Yellowknife, Nord-Ouest du Canada, 2124. Les Etats-Unis ont détruit et envahi la majeure partie du pays, convoitant ses ressources en eau, les dernières de la planète. Seule survivante de sa famille, Ambre rejoint un groupe de résistants, canadiens comme elle, qui tente de préserver sa terre des mains de l'envahisseur. Mais comment résister face à une nation technologiquement bien plus évoluée ?


J'avoue que j'ai un peu le cul entre deux chaises. D'un côté, j'ai vraiment aimé la lecture de ce comics et j'aimerais en dire le plus de bien possible, et d'un autre côté, il a des faiblesses évidentes, qu'on ne peut pas ne pas souligner.


Commençons donc par les faiblesses : le pitch de Brian K. Vaughan est très bon sur le papier, mais à la lecture, il se révèle bien trop classique pour créer la moindre surprise. Le problème majeur de We stand on guard, c'est qu'il est trop court. L'exposition est excellente, et annonce le début d'une potentielle grande saga, qui sait prendre son temps pour présenter ses personnages et instaurer des enjeux puissants. Alors pourquoi tout faire tenir en un one shot de 140 planches ? Avec de tels enjeux, cela aurait mérité d'être largement plus développé...
Cela contraint Vaughan à effectuer des raccourcis scénaristiques très dommageables à l'intrigue, et l'empêche d'imaginer des rebondissements vraiment surprenants. Un petit gâchis à ce niveau-là, vraiment décevant. Vaughan sacrifie dès lors l'aspect géopolitique de son histoire, brossé de manière bien trop schématique. De l'autre côté, les personnages sont intéressants, mais répondent finalement à tous les clichés du genre, d'un politiquement correct trop visible pour être vraiment subtil : descendante d'immigrés, homosexuel bien viril comme il faut pour faire mentir les clichés, jeune canadienne prête à tout pour défendre son pays... Il y avait quelque chose à faire de ces personnages, mais pas en 140 pages aussi remplies.

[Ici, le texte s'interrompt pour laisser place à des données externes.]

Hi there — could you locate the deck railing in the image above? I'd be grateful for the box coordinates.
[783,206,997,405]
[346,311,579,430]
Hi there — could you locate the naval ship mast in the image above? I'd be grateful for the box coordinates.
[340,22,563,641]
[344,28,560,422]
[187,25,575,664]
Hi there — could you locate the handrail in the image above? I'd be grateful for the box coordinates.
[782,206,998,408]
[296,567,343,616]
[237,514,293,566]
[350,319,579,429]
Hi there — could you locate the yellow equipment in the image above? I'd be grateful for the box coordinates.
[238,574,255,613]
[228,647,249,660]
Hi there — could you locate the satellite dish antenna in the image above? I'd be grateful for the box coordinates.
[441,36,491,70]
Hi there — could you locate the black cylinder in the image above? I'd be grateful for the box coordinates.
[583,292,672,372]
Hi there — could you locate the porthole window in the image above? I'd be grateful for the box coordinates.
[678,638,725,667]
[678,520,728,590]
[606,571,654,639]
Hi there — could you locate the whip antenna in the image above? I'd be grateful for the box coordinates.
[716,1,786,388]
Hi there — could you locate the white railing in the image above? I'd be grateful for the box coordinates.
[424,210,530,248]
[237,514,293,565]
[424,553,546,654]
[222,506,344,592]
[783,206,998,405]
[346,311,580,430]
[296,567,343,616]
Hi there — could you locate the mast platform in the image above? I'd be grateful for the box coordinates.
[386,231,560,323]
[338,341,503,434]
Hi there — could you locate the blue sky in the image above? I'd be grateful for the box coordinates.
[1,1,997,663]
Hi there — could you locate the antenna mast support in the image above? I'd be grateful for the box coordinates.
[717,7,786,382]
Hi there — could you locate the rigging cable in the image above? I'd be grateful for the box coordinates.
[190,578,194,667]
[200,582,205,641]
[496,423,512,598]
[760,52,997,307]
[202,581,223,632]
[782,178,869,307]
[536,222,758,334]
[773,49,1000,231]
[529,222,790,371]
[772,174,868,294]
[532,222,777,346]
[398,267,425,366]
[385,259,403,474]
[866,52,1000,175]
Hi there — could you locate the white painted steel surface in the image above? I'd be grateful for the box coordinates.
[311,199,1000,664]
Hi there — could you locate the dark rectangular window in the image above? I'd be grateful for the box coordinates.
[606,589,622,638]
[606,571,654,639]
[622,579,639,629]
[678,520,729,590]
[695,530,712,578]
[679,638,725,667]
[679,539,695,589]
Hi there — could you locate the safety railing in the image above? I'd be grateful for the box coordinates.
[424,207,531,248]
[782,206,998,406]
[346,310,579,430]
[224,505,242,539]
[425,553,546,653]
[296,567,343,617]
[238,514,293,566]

Voilà pour les principales faiblesses du récit. Et pourtant, on ne peut pas dire que la lecture de ce comics ne soit pas agréable. Le pitch est donc sacrifié sur l'autel de l'efficacité narrative, mais il reste très intéressant. Cette idée de guerre entre les Etats-Unis et le Canada autour de l'or bleu donne lieu à une histoire très prenante, qui m'aura au moins appris que les USA avaient prévu un plan d'invasion de leur voisin du Nord dès... 1930, à l'époque où ils craignaient que le Canada ne s'allie à la Grande-Bretagne, dans une potentielle guerre contre eux. Je ne connaissais pas ces relations tendues entre les deux nations au XXe siècle, ça m'a donné envie d'en savoir plus sur cette étonnante page d'histoire.
Le scénario avance donc de manière classique, mais on ne s'ennuie jamais pour autant, grâce au talent de narrateur de Brian K. Vaughan et à celui de dessinateur de Steve Skroce. Vaughan a tout de même l'intelligence de ne pas sombrer dans le manichéisme : s'il épouse sans trop de recul la lutte de la résistance canadienne, il instaure toutefois une très belle ambiguïté, notamment dans le dernier chapitre, absolument captivant, où toutes les cartes sont rebattues et où on ne sait plus tout-à-fait qui, des Américains ou des Canadiens, est le plus responsable de ce conflit violent. Intéressant, mais malheureusement pas assez développé, toujours à cause de ce malheureux choix du format one shot.
Il faut également souligner un bon usage de la violence, Vaughan ne reculant jamais devant une brutalité très crue, ayant parfois recours au gore (mais de manière suffisamment dosée), pas plus qu'il n'hésite à infliger à ses personnages même principaux des dommages importants. Là-dessus, rien à redire, l'auteur sait être impitoyable quand il le faut, augmentant par là même l'empathie du lecteur et le réalisme du récit.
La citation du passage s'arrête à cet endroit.